Natuurlijk kun je een net opgebouwd bouwwerk of treinbaan best een dag of twee laten staan voor het opgeruimd wordt!
2. Helpen met koken
- lekker de groenten wassen en kleiner snijden. Niet al te scherp mes gebruiken bij de kleintjes 😉
- in de pan roeren, cake beslag roeren, pan vullen met water.
- tafel dekken. Handig om, niet al te duur, servies en bestek op pak-hoogte te hebben liggen.
3. De was
- vuile was in de wasmachine doen.
- wasmachine leeg halen en was in de droger doen of:
- de was ophangen aan droogrek. Vinden ze geweldig! Ook lekker buiten!
- eigen kleren opruimen (zie punt 1).
4. Nog meer klusjes binnen
- planten water geven.
- stofzuigen.
- vloer dweilen.
- voor het huisdier zorgen (eten geven, hok verschonen, borstelen, hond uitlaten).
5. Rond het huis
- na het spelen buitenspeelgoed opruimen. Ook voor dit speelgoed geldt: alles heeft een plek.

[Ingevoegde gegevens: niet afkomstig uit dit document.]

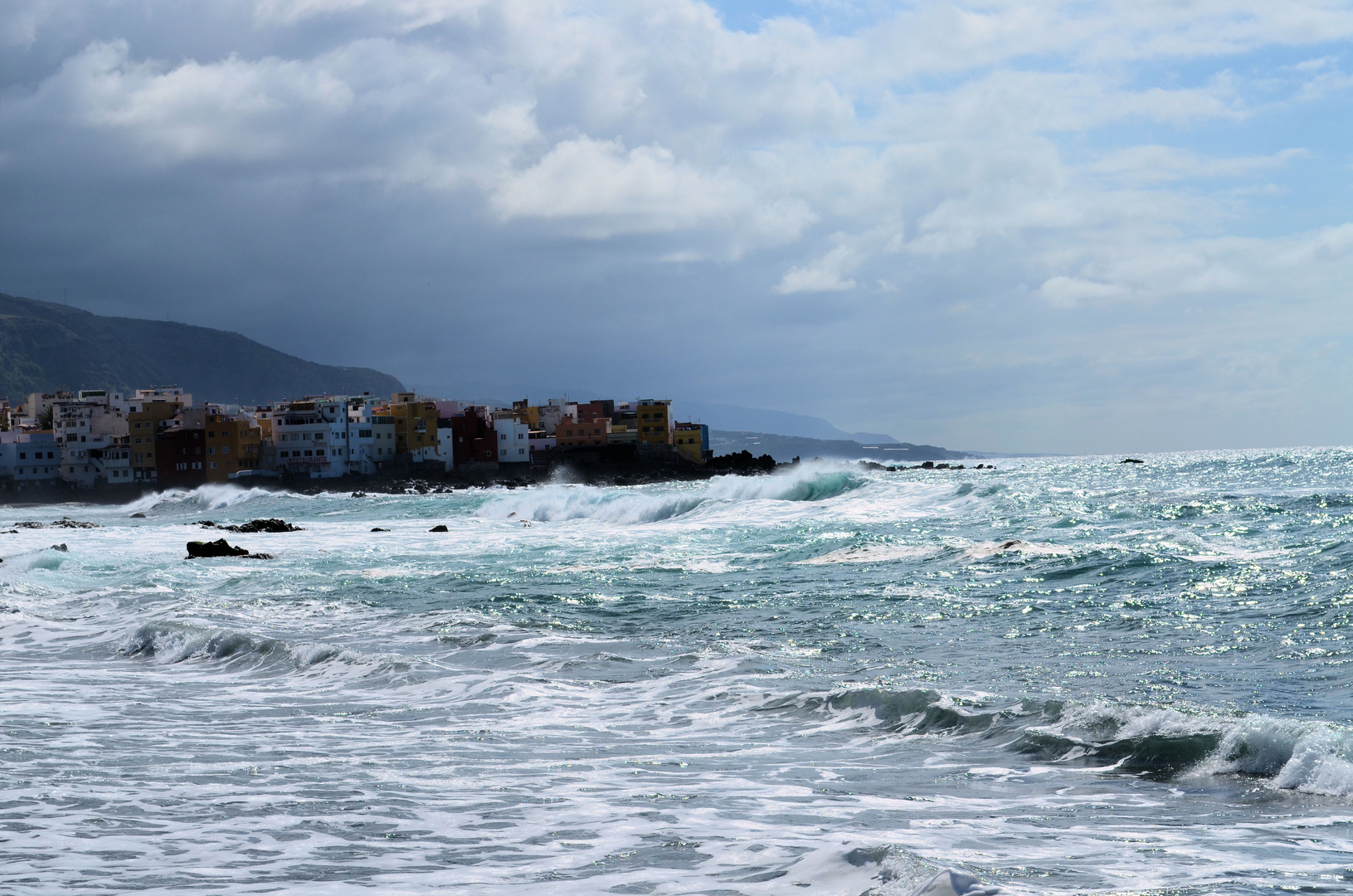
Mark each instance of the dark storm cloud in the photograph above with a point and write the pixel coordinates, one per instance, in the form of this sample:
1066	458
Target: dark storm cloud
986	226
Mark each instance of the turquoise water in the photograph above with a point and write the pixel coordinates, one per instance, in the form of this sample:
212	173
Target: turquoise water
1067	675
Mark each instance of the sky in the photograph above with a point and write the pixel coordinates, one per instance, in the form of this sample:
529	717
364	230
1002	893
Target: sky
1007	226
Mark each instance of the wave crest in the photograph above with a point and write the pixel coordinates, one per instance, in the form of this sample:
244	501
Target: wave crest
1308	757
557	503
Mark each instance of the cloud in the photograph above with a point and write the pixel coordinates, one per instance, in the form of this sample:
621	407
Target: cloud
605	190
823	275
1022	182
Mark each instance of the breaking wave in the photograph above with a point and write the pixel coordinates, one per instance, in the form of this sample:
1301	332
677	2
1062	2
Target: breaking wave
169	643
212	497
557	503
1308	757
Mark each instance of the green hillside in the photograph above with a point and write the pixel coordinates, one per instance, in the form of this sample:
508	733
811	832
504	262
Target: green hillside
46	347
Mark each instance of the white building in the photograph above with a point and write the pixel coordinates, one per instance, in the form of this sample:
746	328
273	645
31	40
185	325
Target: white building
329	437
84	429
553	411
114	460
27	456
371	437
311	437
445	443
513	441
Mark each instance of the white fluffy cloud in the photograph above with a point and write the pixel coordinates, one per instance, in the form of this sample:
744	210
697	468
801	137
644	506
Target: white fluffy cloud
1074	160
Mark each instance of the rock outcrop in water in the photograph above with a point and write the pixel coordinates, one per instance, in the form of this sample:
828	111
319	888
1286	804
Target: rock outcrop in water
64	523
220	547
253	525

- fietsen naar binnen of op slot.
Hou de kinderen gemotiveerd door ze af en toe van klusje te laten wisselen. Oudere kinderen kun je eens in de zoveel tijd vragen welk klusje ze de komende tijd op zich nemen.
Een familievergadering is sowieso een goede gewoonte waarin allerlei zaken besproken kunnen worden en je met zijn allen op een gezellige manier (nootjes erbij!) in contact blijft en goede afspraken kunt maken.